The overall success of the air program will, to a large degree, depend on the level of support provided by
political decision makers, the regulated community and the general public. To generate such support, a
comprehensive and sophisticated public education and outreach strategy will be imperative to build
understanding of the problems underlying federal regulations and programs and acceptance of the
measures that must be implemented.


Targeting Further Efficiencies in the National Air Program

EPA, ECOS and STAPPA and ALAPCO are looking at additional ways to increase program
efficiencies.

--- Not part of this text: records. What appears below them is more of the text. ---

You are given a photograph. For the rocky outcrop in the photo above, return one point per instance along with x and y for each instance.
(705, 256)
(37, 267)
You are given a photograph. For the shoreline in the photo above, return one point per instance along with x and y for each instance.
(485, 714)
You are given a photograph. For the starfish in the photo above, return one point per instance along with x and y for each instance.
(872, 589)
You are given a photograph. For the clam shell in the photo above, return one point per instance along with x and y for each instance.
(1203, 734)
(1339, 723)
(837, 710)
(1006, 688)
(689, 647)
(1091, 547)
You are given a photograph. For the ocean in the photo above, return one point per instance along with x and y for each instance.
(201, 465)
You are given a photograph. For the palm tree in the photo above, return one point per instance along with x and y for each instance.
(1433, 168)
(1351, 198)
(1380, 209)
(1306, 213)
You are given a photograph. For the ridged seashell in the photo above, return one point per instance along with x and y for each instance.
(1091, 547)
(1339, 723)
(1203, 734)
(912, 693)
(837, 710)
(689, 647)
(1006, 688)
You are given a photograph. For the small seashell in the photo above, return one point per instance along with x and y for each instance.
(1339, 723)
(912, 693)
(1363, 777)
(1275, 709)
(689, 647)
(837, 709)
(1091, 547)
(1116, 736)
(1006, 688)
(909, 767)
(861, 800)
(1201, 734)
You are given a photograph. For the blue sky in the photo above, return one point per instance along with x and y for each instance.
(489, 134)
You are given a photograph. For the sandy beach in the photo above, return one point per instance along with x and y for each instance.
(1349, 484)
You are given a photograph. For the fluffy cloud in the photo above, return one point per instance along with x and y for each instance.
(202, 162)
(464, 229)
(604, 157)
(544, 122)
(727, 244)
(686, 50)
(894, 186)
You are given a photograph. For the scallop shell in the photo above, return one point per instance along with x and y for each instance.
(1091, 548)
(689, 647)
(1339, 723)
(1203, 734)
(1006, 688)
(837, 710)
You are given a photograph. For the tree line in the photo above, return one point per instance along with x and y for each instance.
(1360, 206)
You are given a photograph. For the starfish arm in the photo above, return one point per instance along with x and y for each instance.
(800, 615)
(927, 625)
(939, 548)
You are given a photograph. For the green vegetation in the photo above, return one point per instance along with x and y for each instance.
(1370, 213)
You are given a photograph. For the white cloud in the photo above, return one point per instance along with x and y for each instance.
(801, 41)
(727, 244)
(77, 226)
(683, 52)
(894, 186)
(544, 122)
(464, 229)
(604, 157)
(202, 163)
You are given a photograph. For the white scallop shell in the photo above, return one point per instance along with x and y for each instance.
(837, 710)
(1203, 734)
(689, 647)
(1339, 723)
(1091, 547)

Areas for scrutiny include streamlining the State Implementation Plan (SIP) process and the
permit process, streamlining and focusing enforcement and inspections, better coordination of
compliance and enforcement efforts, better EPA/State integration of education and outreach efforts,
creative approaches to the development of MACT standards, and elimination of unneeded monitoring to
free resources for other monitoring priorities.


Conclusion

Over the past five years, we have made significant progress in reducing air pollution. Notwithstanding
this progress, as a nation we have not yet realized the Clean Air Act's goal of providing all citizens with
clean, healthful air.


The goal of the National Environmental Performance Partnership System (NEPPS) is to foster improved
stewardship of public health and the environment by directing scarce resources to solving priority
problems and by working collaboratively to take advantage of the relative strengths of both EPA and the
States. One of the critical features of NEPPS is joint planning and priority setting. EPA's meeting with
STAPPA, ALAPCO and ECOS representatives marks a first step toward jointly defining a national air
program strategy. We will continue to seek ways to utilize our collective resources more effectively.
However, efficiencies alone will not be sufficient to meet these new high priority challenges.